Она все еще торговалась, когда отец поднялся после полуденного сна, вышел к нам и тоже стал щупать и нюхать бутылочки с эссенциями. Мать смутилась, отозвала его в сторону и сказала:
— Детям нет денег на ботинки, Аврам, а ты будешь покупать одеколон?
Торговец посмотрел на нее с ненавистью, машинально облизнул губы и тихо, но явственно обронил одно-единственное слово: «А гойке».
В нашей семье никто не знал идиша, но с этим словом мать была хорошо знакома. Она не в первый раз слышала или повторяла его про себя. Яков посмотрел на меня, я на него, и мы, кажется, даже обменялись еле заметной улыбкой и немного отступили назад, чтобы освободить место для предстоящей схватки.
Мать задрожала, «как бухарский сапожник, на которого плюнула змея». Звуки оскорбительного слова пробили ее височные кости, проникли в мозг и взорвались там. Дивный багрянец гнева зажегся на ее груди и начал подниматься к шее и лицу. Ее зубы ощерились, как у волчицы, и яростные жилы вздулись на шее, спускаясь от стиснутых челюстей и исчезая под воротником кофты. Она выбросила вперед свои сильные, меткие руки, схватила кожаные ремни галантерейной коробки и захлестнула их на горле торговца. Его лицо полиловело, руки и ноги задергались, рот широко раскрылся. Мать не отпускала ремни, пока он не рухнул на землю, и лишь тогда его горло сумело вытолкнуть наружу несколько сдавленных проклятий.
Она поставила босую широкую стопу на его испуганный живот и спросила:
— Ты кого обзываешь «гойке»?
— Никого, — простонал торговец.
— Ты берегись, смотри, я — татар! — провозгласила Мать.

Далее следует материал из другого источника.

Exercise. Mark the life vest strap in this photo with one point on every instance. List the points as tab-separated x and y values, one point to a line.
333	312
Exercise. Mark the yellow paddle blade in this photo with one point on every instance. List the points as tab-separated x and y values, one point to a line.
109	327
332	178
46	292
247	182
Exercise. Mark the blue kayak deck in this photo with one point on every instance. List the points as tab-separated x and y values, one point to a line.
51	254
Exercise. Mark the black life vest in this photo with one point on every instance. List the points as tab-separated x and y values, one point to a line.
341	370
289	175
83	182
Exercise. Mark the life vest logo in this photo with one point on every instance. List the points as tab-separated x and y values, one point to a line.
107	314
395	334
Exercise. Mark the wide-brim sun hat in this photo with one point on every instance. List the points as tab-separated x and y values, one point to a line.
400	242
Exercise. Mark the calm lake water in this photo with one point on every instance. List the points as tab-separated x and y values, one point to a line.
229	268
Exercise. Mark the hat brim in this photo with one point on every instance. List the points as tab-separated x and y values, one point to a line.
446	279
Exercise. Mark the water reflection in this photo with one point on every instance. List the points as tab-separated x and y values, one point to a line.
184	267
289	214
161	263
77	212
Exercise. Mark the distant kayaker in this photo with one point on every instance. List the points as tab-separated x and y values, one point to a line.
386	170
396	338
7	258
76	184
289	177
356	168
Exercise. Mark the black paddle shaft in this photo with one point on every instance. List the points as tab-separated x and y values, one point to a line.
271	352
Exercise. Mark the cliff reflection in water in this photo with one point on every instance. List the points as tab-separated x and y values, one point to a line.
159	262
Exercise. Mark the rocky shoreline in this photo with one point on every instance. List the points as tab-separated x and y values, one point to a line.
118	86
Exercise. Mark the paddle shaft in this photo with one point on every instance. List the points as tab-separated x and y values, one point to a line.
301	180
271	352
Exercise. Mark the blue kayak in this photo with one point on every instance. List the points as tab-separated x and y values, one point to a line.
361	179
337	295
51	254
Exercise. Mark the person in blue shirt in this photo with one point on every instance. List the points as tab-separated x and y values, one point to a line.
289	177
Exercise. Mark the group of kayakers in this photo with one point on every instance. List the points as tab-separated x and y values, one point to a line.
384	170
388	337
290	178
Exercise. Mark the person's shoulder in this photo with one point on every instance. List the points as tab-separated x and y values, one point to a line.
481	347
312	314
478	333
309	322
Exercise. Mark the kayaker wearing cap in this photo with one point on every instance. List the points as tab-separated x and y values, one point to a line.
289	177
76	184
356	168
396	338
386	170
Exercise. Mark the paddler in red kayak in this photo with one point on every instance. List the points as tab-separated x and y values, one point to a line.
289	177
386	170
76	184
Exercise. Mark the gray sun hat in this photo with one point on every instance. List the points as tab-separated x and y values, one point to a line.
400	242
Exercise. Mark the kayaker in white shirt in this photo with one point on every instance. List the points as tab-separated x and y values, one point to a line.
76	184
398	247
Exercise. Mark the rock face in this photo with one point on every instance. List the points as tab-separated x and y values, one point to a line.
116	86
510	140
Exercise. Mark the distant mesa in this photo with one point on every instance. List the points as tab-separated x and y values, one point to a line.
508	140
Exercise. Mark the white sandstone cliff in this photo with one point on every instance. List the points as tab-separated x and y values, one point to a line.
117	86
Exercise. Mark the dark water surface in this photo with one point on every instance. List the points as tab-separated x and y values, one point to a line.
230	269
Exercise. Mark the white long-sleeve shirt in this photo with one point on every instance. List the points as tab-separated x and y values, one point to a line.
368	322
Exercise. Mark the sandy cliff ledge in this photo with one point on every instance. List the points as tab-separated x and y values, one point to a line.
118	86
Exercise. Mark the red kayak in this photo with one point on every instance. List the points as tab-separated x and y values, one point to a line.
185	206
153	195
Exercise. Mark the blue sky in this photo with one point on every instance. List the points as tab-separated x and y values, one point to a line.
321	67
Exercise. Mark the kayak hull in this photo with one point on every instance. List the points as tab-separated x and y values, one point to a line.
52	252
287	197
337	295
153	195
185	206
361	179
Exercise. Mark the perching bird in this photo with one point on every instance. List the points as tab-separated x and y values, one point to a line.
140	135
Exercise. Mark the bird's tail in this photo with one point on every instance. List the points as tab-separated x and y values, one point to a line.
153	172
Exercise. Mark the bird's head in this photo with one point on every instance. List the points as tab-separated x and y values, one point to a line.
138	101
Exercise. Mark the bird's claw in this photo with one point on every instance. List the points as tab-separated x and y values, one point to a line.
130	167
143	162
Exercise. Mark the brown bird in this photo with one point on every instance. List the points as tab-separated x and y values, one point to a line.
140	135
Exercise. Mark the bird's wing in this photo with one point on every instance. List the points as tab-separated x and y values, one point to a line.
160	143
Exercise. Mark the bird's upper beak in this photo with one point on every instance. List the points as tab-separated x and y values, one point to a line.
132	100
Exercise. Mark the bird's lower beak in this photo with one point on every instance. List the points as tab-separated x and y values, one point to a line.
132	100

Мы все спрятались за ее спиной. Яков нетерпеливо переминался с ноги на ногу, ожидая продолжения. Я гадал, были проклятья, вышедшие изо рта торговца, произнесены в тот момент, что послышались, или прозвучали раньше, но сумели вырваться наружу лишь после того, как мать освободила его горло. Отец, наполовину скрытый ее телом, предостерегающе похлопывал ее по плечу, успокаивая и упрашивая одновременно. Дудуч глядела на нее сбоку немым восхищенным глазом, лицо Шимона озарилось редкой улыбкой удовольствия, а гусь похаживал кругами, заботясь, чтобы никто не вздумал помешать его госпоже.